It is obvious to everyone that communication requires the use of a shared lexicon (among other communicative conceptions), especially in professional and technical discourse where accuracy and precision of concepts and terminology greatly affect the effectiveness of the discourse.
“While it appears that we can indeed think without language,
it is also the case that there are certain kinds of thinking
that are made possible by language.
Language gives us symbols we can use to fix ideas,
reflect on them and hold them up for observation.
It allows for a level of abstract reasoning
we wouldn’t have otherwise. …
We may be able to think without language,
but language lets us know that we are thinking.”
—Arika Okrent, Is it Possible to Think Without Language?
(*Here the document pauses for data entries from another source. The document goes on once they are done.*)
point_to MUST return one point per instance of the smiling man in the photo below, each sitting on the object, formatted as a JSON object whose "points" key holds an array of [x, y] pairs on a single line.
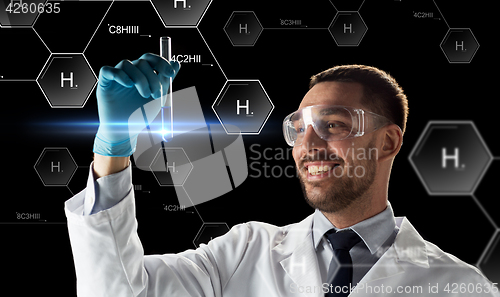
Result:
{"points": [[345, 135]]}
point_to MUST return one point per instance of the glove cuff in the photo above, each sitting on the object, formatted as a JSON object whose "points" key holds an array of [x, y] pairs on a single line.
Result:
{"points": [[120, 149]]}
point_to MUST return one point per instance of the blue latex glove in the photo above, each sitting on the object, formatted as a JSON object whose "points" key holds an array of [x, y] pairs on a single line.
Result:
{"points": [[121, 91]]}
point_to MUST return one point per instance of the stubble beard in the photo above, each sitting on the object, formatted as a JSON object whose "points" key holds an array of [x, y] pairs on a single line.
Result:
{"points": [[341, 193]]}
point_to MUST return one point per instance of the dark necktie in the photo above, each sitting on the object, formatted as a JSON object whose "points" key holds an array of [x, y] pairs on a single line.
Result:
{"points": [[341, 243]]}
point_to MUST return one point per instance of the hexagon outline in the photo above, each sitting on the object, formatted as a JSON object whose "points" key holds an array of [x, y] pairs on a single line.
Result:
{"points": [[40, 157], [445, 37], [231, 17], [185, 178], [180, 26], [495, 238], [331, 24], [359, 8], [203, 227], [479, 178], [220, 120], [45, 67]]}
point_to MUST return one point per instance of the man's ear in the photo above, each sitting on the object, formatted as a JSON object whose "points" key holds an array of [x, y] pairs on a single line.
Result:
{"points": [[391, 143]]}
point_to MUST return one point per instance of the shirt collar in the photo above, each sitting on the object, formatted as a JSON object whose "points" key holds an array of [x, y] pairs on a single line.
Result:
{"points": [[373, 231]]}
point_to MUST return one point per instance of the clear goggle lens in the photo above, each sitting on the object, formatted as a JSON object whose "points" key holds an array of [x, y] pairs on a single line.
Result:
{"points": [[331, 123]]}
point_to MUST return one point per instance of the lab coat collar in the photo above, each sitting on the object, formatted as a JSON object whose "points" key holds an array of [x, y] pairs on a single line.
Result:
{"points": [[409, 246], [299, 260]]}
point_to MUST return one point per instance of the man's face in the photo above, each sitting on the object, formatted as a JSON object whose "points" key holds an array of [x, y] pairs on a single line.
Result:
{"points": [[334, 174]]}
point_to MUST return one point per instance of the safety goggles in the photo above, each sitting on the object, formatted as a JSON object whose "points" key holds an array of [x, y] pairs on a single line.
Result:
{"points": [[331, 123]]}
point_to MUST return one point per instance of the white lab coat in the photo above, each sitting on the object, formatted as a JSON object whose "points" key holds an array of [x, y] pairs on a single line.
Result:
{"points": [[252, 259]]}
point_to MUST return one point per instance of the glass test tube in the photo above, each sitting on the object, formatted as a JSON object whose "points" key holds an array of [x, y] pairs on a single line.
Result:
{"points": [[167, 111]]}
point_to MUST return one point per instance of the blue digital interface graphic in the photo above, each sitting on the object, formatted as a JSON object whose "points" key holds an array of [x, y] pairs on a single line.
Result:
{"points": [[245, 65]]}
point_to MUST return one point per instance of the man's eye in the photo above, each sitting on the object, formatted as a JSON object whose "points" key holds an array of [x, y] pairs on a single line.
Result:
{"points": [[335, 125]]}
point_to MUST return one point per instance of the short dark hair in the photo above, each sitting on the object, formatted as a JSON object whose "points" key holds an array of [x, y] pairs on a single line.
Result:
{"points": [[381, 93]]}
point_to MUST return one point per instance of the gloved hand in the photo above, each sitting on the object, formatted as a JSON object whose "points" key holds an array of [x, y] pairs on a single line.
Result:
{"points": [[121, 91]]}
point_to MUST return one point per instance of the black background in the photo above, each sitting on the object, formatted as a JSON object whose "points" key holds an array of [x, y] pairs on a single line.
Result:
{"points": [[38, 253]]}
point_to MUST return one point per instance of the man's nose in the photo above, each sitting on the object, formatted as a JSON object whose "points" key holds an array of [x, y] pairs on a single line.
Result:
{"points": [[311, 141]]}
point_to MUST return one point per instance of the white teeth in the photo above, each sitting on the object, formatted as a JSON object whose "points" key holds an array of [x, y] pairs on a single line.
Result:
{"points": [[315, 170]]}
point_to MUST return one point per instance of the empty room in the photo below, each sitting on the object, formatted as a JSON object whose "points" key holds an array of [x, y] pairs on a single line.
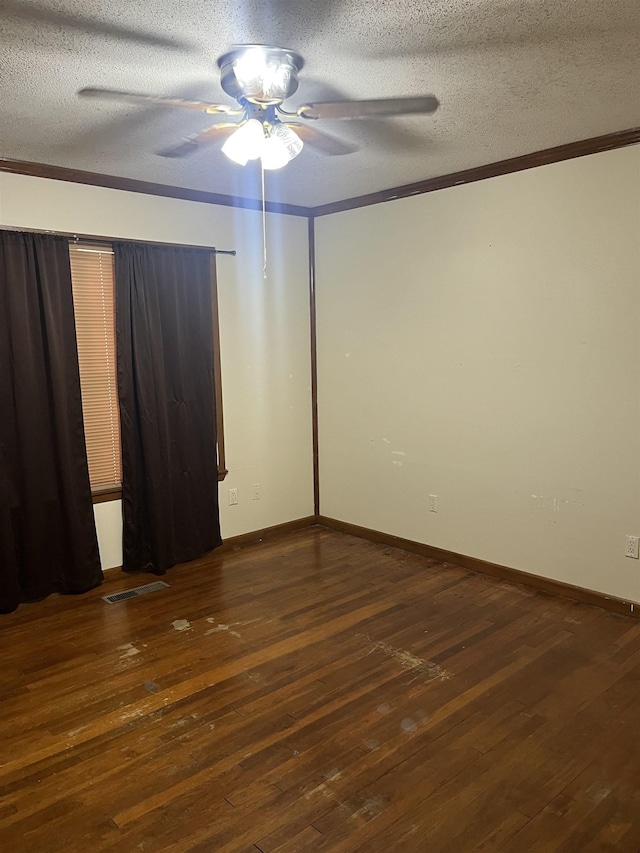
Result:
{"points": [[320, 426]]}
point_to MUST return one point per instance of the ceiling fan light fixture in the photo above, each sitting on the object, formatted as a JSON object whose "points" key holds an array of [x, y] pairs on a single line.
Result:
{"points": [[280, 147], [246, 143]]}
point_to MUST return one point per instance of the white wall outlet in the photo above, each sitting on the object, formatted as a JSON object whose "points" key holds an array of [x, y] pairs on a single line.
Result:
{"points": [[632, 547]]}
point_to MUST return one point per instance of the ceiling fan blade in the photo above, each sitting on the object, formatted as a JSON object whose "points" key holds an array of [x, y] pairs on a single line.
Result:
{"points": [[322, 141], [159, 100], [32, 13], [190, 144], [384, 107]]}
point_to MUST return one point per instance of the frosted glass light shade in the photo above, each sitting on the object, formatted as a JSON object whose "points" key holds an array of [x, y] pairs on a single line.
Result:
{"points": [[280, 147], [246, 143]]}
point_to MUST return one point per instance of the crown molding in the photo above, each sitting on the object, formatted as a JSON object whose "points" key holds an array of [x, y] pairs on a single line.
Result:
{"points": [[595, 145], [95, 179]]}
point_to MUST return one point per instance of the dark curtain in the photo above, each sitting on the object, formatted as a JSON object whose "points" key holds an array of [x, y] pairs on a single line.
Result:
{"points": [[167, 405], [47, 531]]}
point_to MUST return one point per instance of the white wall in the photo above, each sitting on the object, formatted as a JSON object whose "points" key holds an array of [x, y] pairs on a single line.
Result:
{"points": [[264, 331], [482, 343]]}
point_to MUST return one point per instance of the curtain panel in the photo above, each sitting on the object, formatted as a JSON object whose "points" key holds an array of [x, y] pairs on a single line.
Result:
{"points": [[47, 531], [164, 337]]}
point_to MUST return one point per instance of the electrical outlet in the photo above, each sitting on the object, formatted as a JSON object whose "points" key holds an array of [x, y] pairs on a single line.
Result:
{"points": [[632, 547]]}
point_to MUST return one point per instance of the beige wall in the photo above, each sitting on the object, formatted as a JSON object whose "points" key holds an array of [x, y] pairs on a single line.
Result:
{"points": [[264, 334], [482, 343]]}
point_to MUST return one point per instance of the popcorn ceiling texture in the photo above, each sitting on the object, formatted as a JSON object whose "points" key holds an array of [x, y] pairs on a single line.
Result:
{"points": [[512, 77]]}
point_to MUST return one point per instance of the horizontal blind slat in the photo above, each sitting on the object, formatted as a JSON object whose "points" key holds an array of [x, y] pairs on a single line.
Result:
{"points": [[93, 283]]}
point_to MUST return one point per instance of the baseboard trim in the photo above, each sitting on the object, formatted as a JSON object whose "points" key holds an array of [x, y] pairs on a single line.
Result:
{"points": [[255, 536], [542, 584]]}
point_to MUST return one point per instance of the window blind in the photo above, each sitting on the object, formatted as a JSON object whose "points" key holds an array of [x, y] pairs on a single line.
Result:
{"points": [[93, 282]]}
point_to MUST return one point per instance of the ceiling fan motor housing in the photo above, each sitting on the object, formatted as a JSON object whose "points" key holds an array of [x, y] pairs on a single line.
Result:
{"points": [[260, 74]]}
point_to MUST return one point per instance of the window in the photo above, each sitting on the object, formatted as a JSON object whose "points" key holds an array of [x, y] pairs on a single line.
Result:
{"points": [[94, 305], [93, 280]]}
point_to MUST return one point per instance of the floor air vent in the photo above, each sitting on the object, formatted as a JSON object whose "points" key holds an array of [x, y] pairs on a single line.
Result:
{"points": [[135, 592]]}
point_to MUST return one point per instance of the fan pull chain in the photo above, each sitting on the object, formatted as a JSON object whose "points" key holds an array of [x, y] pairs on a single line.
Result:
{"points": [[264, 227]]}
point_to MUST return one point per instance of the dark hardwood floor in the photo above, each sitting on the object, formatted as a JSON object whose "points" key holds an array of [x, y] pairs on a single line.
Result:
{"points": [[318, 692]]}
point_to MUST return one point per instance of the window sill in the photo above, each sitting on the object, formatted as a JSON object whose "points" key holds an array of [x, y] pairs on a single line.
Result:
{"points": [[101, 494]]}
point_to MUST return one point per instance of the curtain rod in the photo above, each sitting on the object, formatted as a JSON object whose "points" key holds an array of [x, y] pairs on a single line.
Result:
{"points": [[93, 238]]}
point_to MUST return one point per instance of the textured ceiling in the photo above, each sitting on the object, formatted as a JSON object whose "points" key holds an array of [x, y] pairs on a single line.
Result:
{"points": [[512, 77]]}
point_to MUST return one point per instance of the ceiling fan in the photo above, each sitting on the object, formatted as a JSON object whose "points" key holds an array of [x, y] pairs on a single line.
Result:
{"points": [[260, 78]]}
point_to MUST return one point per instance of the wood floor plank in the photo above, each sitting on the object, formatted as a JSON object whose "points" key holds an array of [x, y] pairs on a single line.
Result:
{"points": [[319, 692]]}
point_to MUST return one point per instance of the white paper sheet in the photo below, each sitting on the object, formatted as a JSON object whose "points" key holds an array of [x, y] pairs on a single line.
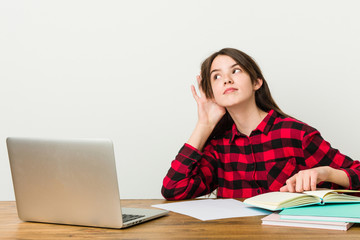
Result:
{"points": [[211, 209]]}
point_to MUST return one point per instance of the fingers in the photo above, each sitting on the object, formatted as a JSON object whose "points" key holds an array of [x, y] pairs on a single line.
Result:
{"points": [[193, 91], [302, 181]]}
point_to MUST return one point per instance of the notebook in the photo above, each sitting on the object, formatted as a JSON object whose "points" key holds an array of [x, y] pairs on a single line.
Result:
{"points": [[70, 181]]}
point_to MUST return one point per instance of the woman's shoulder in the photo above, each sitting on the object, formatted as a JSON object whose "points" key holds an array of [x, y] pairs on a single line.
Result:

MentalFloss
The book reveals in detail that unfortunately the conceptual understanding of, and lexicon for, the term “real-time” and associated terms (e.g., “hard,” “soft,” “predictable”) are largely confused in the real-time computing systems practitioner and even researcher communities.
This confusion is immediately obvious by looking at the conceptual and terminological disarray in:
- real-time OS vendor publications
- papers by vendors and users at the Embedded Systems Conference and in real-time related trade magazines
- papers published in professional society (e.g., IEEE, ACM) journals and conference proceedings
- papers in the journal Real-Time Systems
- Stack Exchange
Chapter 1 of the book (not this preview) provides examples quoted from all those sources of various ad hoc imprecise inaccurate concepts and terms used in the real-time computing field.
The book also explains the sociological and technological circumstances that led to that deplorable situation, and why they and that situation persist despite the drastic limitations imposed on what real-time computing systems can be built, and on their cost-effectiveness. (Although these circumstances and consequent unfortunate situation are not well known in that field, they are not included in this preview.)
The thoughtful methodology employed here necessitates a precise and comprehensive lexicon. The lexicon is essential to cogent reasoning about the expanse of dynamically real-time systems, and consequently also about the static special case subset.